Abstract

Long non-coding RNA (LncRNA) BRE-AS1 has recently proven to be a tumor suppressor in lung cancer. The present study aimed to investigate the involvement of lncRNA BRE-AS1 in prostate carcinoma (PC). In the present study we found that plasma BRE-AS1 and miR-145-5p were both down-regulated in PC patients than in healthy controls. Down-regulation of BRE-AS1 and miR-145-5p effectively distinguished early-stage PC patients from healthy controls. A significant and positive correlation between BRE-AS1 and miR-145–5p was only found in PC patients. BRE-AS1 overexpression mediated miR-145-5p up-regulation in PC cells, while miR-145-5p overexpression did not significantly affect BRE-AS1. Overexpression of BRE-AS1 and miR-145-5p led to inhibited proliferation and promoted apoptosis of PC cells. miR-145-5p inhibitor attenuated the effects of BRE-AS1 overexpression on cancer cell behaviors. Therefore, lncRNA BRE-AS1 may regulate cancer cell proliferation and apoptosis in PC by interacting with miR-145-5p.

Introduction

Prostate carcinoma (PC) as one of the most frequently diagnosed cancers amongst males is a major cause of cancer-related deaths [1]. Risk of PC increases with ageing [2], besides that, fat intake, vitamin D deficiency, oxidative stress, hormones, race, and many other internal and external factors have also been proven to be closely correlated with the occurrence of PC [3]. However, the molecular pathogenesis of PC is still largely unknown, leading to failures in clinical treatment [4]. Therefore, in-depth investigations of molecular pathways involved in the development and progression of PC may guide the treatment.

The human genome transcribes both protein-coding mRNAs and non-coding RNAs (ncRNAs) [5]. Different from the functions of mRNAs as template of protein synthesis, ncRNAs participate both in physiological and pathological processes directly in the form of RNA [6,7]. According to the length and functionality, ncRNAs are divided into different subgroups, such as long ncRNAs (lncRNAs) and microRNAs (miRNAs), which are essential players in cancer biology [8,9]. LncRNA BRE-AS1 has recently proven as a tumor suppressor in lung cancer [10], while its role in other human diseases is unknown. It has been reported that miR-145-5p inhibits PC [11]. In the present study, we showed that lncRNA BRE-AS1 regulated cancer cell proliferation and apoptosis in PC possibly by interacting with miR-145-5p.

Materials and methods

Patients, specimens, and cell lines

A total of 64 patients with PC and 55 healthy volunteers who were admitted by Jingzhou Central Hospital from May 2015 to May 2018 were enrolled to serve as research subjects. Blood was extracted from each participant before breakfast in the morning at day 1 after admission. Cancer tissues as well as adjacent non-cancer tissues (within 2 cm around tumors) were collected from each patient before therapies. Patients’ inclusion criteria: (i) patients diagnosed by pathological biopsies; (ii) patients with normal functions of other major organs; (iii) patients who were diagnosed for the first time; (iv) patients with complete medical record. Patients’ exclusion criteria: (i) patients who were combined with multiple diseases and (ii) patients who were treated within 3 months before admission.
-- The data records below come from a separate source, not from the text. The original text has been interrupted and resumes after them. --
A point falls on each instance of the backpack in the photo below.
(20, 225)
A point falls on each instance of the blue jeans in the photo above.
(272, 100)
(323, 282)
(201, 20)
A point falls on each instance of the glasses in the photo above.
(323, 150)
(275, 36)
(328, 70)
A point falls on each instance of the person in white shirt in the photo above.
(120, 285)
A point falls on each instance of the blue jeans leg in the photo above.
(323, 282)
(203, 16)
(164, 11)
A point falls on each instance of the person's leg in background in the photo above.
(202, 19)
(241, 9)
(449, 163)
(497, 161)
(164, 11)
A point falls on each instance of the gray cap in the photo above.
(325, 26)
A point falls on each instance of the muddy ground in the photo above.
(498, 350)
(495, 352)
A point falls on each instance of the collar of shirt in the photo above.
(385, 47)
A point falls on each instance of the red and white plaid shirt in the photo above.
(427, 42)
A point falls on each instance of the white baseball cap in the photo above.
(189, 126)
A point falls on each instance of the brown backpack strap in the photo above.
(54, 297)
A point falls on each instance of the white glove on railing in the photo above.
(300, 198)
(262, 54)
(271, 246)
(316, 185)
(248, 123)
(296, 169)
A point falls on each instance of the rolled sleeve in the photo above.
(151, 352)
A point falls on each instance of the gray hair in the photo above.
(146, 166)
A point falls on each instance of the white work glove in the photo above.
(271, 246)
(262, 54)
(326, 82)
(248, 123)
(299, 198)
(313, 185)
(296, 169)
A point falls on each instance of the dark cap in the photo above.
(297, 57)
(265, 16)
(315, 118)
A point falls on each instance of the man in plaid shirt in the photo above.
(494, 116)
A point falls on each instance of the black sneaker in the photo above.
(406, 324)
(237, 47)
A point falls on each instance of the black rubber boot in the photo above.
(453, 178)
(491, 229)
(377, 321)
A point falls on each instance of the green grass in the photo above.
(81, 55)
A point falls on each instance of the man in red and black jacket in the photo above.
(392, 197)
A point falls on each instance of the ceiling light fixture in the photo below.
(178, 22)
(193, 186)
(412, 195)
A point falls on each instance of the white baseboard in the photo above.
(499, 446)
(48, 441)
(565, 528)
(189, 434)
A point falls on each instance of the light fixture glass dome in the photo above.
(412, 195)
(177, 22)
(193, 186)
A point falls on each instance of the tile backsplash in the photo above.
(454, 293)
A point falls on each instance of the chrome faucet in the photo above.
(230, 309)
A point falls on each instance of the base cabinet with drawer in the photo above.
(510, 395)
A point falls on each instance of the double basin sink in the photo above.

The 55 healthy volunteers were selected to match distributions of patient group. Age of patient group ranged from 39 to 74 years and a mean age of 54.3 ± 5.6 years. According to AJCC stage, there were 14 cases at stage I, 16 cases at stage II, 18 cases at stage III, and 16 cases at stage IV. Age of control group ranged from 37 to 75 years and a mean age of 55.2 ± 6.1 years. All participants signed informed consent before admission. The present study passed the review of Ethics Committee of Jingzhou Central Hospital.

All in vitro cell experiments in the present study were performed using PC cell line 22Rv1. Cells of this cell line were purchased from American Type Culture Collection (ATCC, Manassas, VA, U.S.A.). DMEM containing 10% FBS (ATCC 30-2020) was used to cultivate the cells at 37°C in a 5% CO2 incubator.

Real-time quantitative PCR

To detect the expression of lncRNA BRE-AS1, total RNAs were extracted using TRIzol reagent (Invitrogen, U.S.A.), reverse transcription was performed using Applied Biosystems™ High-Capacity cDNA Reverse Transcription Kit, and PCR systems were prepared using SYBR® Green Real-Time PCR Master Mixes (Thermo Fisher Scientific, U.S.A.) with GAPDH asan endogenous control. Primer sequences were: 5′-CCGCGGTGCCTGACAGTTCC-3′ and 5′-TAGTCTCGGTGCACAGCCTC-3′ for lncRNA BRE-AS1; 5′-CTGACTTCAACAGCGACACC-3′ (forward) and 5′-TAGCCAAATTCGTTGTCATACC-3′ (reverse) for GAPDH. To detect the expression of miR-145-5p, miRNAs were extracted using mirVana miRNA Isolation Kit (Thermo Fisher Scientific), reverse transcription was performed using miScript II RT Kit (QIAGEN Online), and PCR systems were prepared using mirVana qRT-PCR miRNA Detection Kit (Thermo Fisher Scientific) with U6 as the endogenous control. Sequence of forward primer of miR-145–5p was 5′-TGCCTCCAACTGACTCCTAC-3′. miR-145–5p reverse primer and U6 primers were included in the kit. Expression of lncRNA BRE-AS1 was normalized to GAPDH, and expression of miR-145–5p was normalized to U6, using 2−ΔΔCT method.

Cell culture and transfection

Vectors expressing BRE-AS1 and empty vectors were designed and constructed by Sangon (Shanghai, China). MISSION® microRNA Mimic hsa-miR-145-5P and Scrambled miRNA negative control (NC) were from Sigma–Aldrich. MISSION® Lenti microRNA Inhibitor Human hsa-miR-145-5p and miRNA Inhibitor Negative Control were also from Sigma–Aldrich. Cells of 22Rv1 cell line were cultivated overnight to reach 70–80% confluence. All cell transfections were performed using Lipofectamine 2000 reagent (Thermo Fisher Scientific, Inc.) with vectors at a dose of 10 nM and miRNAs at a dose of 40 nM. Cells treated with Lipofectamine 2000 reagent only were control cells. Cells transfected with empty vectors, Scrambled miRNA NC, or miRNA Inhibitor NC were NC cells.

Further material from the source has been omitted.